The capital of the semi-autonomous Russian province of Chechnya saw its worst fighting in years this week when a group of militants stormed a series of buildings and police checkpoints. The raid by a Chechen Islamist group left 21 wounded and 16 dead, including three Russian police officers.
It was the second terrorist incident in the city of Grozny in weeks. In October, five police officers were killed, and 12 others wounded when a suicide bomber detonated a device after approaching a checkpoint in the city.
Recent events suggest that a new offensive by Islamist militants is underway in the North Caucasus, a region rocked by two devastating wars in the late 1990s. Overnight in the neighboring province of Dagestan, offices belonging the Russia’s domestic security and intelligence agency FSB were set ablaze. It is not immediately clear if this incident is related to the terrorist acts that shocked Chechnya in recent weeks, but it would not be a surprise if they were.
With Islamist movements across the region lining up to declare their fealty to the Islamic State, some are beginning to ask if these renewed attacks have their roots in the Sunni insurgency spreading across the Arab world from Benghazi to Baghdad.

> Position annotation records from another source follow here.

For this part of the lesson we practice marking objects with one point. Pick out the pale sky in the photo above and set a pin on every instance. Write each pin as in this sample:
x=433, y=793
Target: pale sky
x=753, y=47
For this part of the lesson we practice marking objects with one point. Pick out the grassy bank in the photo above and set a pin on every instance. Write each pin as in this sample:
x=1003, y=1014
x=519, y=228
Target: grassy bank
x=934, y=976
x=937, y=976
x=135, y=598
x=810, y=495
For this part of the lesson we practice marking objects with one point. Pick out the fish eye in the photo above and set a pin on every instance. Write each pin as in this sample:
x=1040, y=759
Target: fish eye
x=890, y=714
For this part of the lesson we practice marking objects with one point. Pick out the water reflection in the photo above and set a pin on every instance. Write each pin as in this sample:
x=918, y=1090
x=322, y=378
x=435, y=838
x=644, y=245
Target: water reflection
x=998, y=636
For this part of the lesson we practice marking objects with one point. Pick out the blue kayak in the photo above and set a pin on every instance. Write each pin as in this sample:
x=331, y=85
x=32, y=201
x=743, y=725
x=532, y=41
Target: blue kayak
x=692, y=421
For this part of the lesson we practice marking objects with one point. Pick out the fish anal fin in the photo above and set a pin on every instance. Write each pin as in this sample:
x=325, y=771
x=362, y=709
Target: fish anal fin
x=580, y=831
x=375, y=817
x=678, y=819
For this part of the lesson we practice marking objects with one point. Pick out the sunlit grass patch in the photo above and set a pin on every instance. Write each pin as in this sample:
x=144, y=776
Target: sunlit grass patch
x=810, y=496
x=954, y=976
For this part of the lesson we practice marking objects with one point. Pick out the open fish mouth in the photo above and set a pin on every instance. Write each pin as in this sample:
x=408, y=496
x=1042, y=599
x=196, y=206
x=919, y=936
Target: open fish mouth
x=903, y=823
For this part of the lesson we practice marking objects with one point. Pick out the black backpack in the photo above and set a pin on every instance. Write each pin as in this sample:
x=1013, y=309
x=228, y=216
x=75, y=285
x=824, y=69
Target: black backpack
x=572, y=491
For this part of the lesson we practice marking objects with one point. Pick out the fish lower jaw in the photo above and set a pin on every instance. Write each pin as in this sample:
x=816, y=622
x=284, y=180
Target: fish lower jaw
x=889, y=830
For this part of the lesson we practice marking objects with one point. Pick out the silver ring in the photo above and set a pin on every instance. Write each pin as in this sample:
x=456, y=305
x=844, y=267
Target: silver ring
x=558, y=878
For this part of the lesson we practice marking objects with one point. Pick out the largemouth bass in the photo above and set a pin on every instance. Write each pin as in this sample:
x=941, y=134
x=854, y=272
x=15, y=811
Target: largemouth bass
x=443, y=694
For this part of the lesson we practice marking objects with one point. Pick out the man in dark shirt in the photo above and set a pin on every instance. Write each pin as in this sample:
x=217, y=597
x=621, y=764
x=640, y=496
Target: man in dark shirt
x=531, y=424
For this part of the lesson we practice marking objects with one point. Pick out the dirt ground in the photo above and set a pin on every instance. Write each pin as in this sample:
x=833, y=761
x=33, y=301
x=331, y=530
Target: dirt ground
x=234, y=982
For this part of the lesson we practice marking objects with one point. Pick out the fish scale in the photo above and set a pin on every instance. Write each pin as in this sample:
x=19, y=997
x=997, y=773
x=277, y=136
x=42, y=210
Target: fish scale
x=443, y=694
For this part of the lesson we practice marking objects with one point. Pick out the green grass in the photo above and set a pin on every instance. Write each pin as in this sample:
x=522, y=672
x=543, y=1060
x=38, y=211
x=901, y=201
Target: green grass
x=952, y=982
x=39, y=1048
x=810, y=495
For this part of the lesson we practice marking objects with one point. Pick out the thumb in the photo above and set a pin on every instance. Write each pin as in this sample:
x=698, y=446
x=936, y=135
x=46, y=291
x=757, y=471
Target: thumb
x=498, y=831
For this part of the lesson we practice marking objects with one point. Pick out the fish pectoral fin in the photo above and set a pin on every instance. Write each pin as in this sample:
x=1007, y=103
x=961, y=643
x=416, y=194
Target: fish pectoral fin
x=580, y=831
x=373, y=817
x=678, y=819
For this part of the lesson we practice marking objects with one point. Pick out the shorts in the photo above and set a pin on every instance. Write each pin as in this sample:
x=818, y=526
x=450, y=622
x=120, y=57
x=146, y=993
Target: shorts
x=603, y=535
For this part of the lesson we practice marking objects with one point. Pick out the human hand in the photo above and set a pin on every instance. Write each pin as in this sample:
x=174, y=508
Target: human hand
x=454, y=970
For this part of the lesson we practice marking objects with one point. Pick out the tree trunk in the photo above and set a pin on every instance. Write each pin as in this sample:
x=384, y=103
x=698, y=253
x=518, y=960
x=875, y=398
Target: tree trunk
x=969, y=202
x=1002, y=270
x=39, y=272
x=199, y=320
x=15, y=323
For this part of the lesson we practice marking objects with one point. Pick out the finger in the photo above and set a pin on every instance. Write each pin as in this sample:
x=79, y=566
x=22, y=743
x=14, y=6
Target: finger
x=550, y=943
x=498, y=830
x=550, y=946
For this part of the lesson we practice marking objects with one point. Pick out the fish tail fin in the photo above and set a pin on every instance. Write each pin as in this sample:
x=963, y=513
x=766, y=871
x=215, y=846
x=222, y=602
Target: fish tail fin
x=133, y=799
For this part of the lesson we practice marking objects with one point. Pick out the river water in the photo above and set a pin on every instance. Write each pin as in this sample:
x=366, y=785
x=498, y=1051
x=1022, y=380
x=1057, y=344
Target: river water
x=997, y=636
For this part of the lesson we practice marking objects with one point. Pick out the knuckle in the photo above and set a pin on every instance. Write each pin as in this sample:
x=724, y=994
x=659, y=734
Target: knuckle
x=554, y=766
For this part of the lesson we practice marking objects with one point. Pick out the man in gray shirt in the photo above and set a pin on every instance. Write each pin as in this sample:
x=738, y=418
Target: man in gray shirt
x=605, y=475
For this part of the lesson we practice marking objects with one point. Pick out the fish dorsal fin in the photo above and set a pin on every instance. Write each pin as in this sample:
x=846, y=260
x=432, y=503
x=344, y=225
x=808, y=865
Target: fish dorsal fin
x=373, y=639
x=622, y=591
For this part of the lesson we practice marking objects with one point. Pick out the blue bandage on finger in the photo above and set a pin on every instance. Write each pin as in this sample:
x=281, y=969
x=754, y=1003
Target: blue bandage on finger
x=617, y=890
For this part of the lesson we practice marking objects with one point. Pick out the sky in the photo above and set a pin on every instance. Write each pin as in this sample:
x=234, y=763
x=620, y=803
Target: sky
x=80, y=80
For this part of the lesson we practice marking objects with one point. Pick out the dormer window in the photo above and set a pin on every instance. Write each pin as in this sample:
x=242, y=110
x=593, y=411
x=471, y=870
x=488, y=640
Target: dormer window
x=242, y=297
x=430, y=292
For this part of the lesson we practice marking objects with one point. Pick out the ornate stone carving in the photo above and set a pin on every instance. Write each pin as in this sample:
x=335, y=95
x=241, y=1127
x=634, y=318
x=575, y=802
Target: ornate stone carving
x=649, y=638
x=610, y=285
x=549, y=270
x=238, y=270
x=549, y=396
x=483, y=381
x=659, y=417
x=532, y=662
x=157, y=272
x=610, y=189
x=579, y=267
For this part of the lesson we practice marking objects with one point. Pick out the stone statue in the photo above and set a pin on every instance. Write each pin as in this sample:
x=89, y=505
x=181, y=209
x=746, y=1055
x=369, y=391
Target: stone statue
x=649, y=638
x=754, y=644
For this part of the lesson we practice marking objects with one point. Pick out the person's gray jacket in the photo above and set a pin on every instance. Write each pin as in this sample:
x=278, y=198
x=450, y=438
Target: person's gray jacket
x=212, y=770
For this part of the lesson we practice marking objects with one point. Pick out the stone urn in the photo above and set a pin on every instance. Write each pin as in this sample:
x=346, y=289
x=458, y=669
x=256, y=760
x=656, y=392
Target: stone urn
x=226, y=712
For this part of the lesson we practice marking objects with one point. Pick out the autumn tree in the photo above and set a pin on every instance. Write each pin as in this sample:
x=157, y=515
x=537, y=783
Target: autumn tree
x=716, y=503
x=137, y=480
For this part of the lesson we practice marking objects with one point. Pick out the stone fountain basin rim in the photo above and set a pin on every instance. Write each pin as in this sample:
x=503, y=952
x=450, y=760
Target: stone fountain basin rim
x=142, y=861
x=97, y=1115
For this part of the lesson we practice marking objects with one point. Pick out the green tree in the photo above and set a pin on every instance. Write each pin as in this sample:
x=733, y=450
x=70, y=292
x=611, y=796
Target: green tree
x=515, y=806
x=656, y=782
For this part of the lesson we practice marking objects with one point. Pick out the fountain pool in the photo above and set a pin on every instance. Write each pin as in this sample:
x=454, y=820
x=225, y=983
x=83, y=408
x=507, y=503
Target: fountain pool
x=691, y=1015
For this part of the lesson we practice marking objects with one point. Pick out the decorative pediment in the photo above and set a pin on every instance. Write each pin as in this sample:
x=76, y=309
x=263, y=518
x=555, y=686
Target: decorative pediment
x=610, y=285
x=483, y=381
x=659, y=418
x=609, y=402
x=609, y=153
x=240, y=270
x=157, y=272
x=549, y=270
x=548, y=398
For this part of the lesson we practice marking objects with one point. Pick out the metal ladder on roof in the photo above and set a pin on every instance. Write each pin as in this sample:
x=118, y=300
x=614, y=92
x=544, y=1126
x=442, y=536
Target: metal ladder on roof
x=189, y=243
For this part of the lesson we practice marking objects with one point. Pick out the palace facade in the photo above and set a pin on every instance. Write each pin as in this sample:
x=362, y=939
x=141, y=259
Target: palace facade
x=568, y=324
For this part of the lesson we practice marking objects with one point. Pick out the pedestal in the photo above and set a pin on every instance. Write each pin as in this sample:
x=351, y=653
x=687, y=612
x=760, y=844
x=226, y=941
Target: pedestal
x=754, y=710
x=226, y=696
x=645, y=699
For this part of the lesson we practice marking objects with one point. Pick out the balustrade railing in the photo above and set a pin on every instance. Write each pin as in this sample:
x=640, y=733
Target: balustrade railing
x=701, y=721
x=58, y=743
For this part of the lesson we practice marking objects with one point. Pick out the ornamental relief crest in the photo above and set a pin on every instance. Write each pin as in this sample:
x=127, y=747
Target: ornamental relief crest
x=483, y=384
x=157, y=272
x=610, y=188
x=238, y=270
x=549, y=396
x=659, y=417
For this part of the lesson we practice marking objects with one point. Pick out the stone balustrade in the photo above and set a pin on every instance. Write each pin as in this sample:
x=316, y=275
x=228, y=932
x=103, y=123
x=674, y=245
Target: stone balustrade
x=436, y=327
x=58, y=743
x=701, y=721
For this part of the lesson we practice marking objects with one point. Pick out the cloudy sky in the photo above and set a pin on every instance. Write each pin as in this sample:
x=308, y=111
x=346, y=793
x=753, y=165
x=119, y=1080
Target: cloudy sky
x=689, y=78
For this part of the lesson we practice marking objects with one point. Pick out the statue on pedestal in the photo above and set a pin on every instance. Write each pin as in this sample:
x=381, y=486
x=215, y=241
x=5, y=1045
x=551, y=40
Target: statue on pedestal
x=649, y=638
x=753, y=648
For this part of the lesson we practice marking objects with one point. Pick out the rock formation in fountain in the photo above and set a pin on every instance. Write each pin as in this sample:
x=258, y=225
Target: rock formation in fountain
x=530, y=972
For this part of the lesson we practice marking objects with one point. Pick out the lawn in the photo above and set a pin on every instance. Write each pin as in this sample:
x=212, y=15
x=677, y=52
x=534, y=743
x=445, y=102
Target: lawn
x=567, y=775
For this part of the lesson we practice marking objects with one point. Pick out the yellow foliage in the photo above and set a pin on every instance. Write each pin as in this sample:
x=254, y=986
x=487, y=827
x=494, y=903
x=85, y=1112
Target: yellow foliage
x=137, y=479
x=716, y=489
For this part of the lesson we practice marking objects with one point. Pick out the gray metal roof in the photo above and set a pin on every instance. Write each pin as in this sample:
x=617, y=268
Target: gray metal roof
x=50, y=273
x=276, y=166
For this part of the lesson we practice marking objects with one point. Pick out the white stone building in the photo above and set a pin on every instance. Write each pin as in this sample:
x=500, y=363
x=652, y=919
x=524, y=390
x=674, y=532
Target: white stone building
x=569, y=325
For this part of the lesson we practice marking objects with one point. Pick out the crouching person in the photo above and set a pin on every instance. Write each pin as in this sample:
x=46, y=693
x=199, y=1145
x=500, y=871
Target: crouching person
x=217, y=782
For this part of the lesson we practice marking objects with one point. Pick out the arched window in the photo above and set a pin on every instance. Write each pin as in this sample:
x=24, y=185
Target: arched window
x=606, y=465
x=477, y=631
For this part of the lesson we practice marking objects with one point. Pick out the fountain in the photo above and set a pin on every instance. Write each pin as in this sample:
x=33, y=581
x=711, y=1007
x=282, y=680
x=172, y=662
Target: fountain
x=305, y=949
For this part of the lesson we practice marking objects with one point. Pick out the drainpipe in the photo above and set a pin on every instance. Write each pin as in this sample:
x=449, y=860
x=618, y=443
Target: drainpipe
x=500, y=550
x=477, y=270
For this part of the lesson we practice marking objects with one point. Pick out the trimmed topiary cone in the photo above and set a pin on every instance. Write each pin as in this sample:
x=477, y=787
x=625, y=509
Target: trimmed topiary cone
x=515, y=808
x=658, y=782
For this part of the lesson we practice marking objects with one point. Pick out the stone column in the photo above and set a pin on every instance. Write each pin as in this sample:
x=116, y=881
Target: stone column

“Inevitably, some of this may have been exaggerated in social media. But there is no question that a new battle has begun in an old war that Moscow—and many in Grozny—had hoped was over,” wrote Anna Nemtsova in The Daily Beast. “Analysts also are raising the possibility that the so-called Islamic State, widely known as ISIS or ISIL, may have, at a minimum, ideological links to the attackers.”
The editor-in-chief of the Caucasian Knot Internet site, Gregory Shvedov, told The Daily Beast on Thursday that the assault on Grozny was one more episode in series of terrorist incidents in Chechnya this year: “The underground intends to demonstrate that the existing security system is not effective,” Shvedov said. “We reported a split in the ‘Caucasus Emirate’ with some insurgents joining ISIS.” But it is not clear if the latest action is at the hands of that faction or another. “There is still a question who really was behind the current attacks,” said Shvedov.
Russia has been preparing to meet threats from ISIS to materialize in the North Caucuses after ISIS-linked militants threatened to attack the region in retaliation for Moscow’s support of Syrian President Bashar al-Assad.
In the video, that was banned on YouTube in Russia but was still available on other platforms, ISIS fighters threatened Bashar al- Assad and Russian President Vladimir Putin, promising to “liberate Chechnya and the Caucasus.”
The ISIS militants in the video say that Assad’s weapons will be turned against him and add that Russian equipment was used to bomb ISIS fighters. One ISIS militant says he would like to convey a message to Putin, telling the leaser that ISIS will liberate Chechnya and the Caucasus and saying that Putin’s throne will be threatened by ISIS.
If ISIS is opening a new front up against Russia, they will soon learn that the Russian Federation prosecutes anti-terrorist campaigns ruthlessly and with little regard for civilian life. It may be the biggest mistake ISIS has ever made in a series of strategic miscalculations.